‘Federal Funds Rate’ – explained in simple terms
September 20, 2007
On September 18, 2007, the US Federal Reserve (the “Fed”) cut its target Fed funds rate by 50 basis points (half-of-a-percentage point) to 4.75%, giving a boost to stocks markets worldwide.
The Fed also cut its discount rate by another 50 basis points, bringing it down to 5.25%.
What is the federal funds rate?
The funds rate is the interest rate that banks charge each other for overnight loans of federal funds, which are bank reserves at the US Federal Reserve System. Reserves are held at the Fed to meet reserve requirements of banks. Banks with excess reserve requirements can lend to institutions with deficiencies. These loans are usually made for 1 day only, that is, “overnight,” and the interest rate at which these transactions are done is called the “federal funds rate.”
How does it affect the economy?
Lower interest rates stimulate economic activity by lowering the cost of borrowing, making it easier for consumers and businesses to buy and build. Conversely, higher interest rates slow the economy down by increasing the cost of borrowing.
How exactly does it affect consumers?
The rate influences the amount of interest that financial institutions charge for various types of debt, such as credit cards, home equity, lines of credit, and auto loans. In the US, the rate cut is expected to help beleaguered home borrowers who are set to see monthly mortgage payments rise later this year.
What is the difference between the funds rate and the discount rate?

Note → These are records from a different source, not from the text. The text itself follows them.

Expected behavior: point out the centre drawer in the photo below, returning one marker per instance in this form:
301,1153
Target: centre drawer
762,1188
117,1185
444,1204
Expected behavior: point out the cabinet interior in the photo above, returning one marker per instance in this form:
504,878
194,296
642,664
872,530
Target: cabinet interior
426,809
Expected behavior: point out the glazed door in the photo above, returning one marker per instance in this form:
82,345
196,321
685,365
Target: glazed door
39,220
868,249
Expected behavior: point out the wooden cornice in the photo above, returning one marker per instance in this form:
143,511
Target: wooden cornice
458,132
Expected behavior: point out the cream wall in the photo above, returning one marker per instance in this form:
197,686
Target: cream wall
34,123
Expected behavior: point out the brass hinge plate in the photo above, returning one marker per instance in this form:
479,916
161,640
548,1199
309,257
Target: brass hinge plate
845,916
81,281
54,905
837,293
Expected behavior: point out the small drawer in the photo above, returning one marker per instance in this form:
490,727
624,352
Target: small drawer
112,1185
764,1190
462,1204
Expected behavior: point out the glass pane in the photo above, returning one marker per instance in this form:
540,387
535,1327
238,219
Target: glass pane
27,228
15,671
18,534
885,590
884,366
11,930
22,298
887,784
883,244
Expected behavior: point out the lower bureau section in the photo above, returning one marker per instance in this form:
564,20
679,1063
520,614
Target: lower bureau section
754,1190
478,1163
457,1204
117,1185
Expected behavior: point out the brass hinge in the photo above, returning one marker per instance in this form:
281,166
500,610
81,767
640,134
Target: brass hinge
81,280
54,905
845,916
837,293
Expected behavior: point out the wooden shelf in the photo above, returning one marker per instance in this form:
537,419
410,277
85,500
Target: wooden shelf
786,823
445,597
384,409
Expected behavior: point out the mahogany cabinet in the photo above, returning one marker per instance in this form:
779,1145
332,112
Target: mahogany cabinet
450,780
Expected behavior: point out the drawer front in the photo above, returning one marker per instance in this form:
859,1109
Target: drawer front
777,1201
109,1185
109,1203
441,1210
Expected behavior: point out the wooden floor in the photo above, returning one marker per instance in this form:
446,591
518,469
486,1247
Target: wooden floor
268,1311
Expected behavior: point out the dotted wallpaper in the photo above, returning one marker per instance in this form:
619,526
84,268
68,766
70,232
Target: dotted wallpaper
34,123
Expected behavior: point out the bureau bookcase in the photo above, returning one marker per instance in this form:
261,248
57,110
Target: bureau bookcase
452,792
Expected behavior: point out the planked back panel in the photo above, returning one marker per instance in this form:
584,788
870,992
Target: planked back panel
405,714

While the funds rate is the overnight lending rate among banks, the discount rate is the interest rate that banks pay to borrow directly from the US Federal Reserve. These loans are very short term and rare and are subject to audit by the Fed. The discount rate is usually higher than the federal funds rate. (See Fed statement below; the discount rate has been reduced to 5.25% but is still higher than the reduced 4.75% funds rate.)
Why do banks prefer to borrow from each other and not from the Fed?
Banks prefer borrowing funds from other banks, even at a higher interest rate, rather than directly from the Fed because this might suggest problems with the credit-worthiness or solvency of the bank.
The official statement from the Federal Reserve:
The Federal Open Market Committee decided today to lower its target for the federal funds rate 50 basis points to 4-3/4 percent.
Economic growth was moderate during the first half of the year, but the tightening of credit conditions has the potential to intensify the housing correction and to restrain economic growth more generally. Today’s action is intended to help forestall some of the adverse effects on the broader economy that might otherwise arise from the disruptions in financial markets and to promote moderate growth over time.
Readings on core inflation have improved modestly this year. However, the Committee judges that some inflation risks remain, and it will continue to monitor inflation developments carefully.
Developments in financial markets since the Committee’s last regular meeting have increased the uncertainty surrounding the economic outlook. The Committee will continue to assess the effects of these and other developments on economic prospects and will act as needed to foster price stability and sustainable economic growth.
In a related action, the Board of Governors unanimously approved a 50-basis-point decrease in the discount rate to 5-1/4 percent.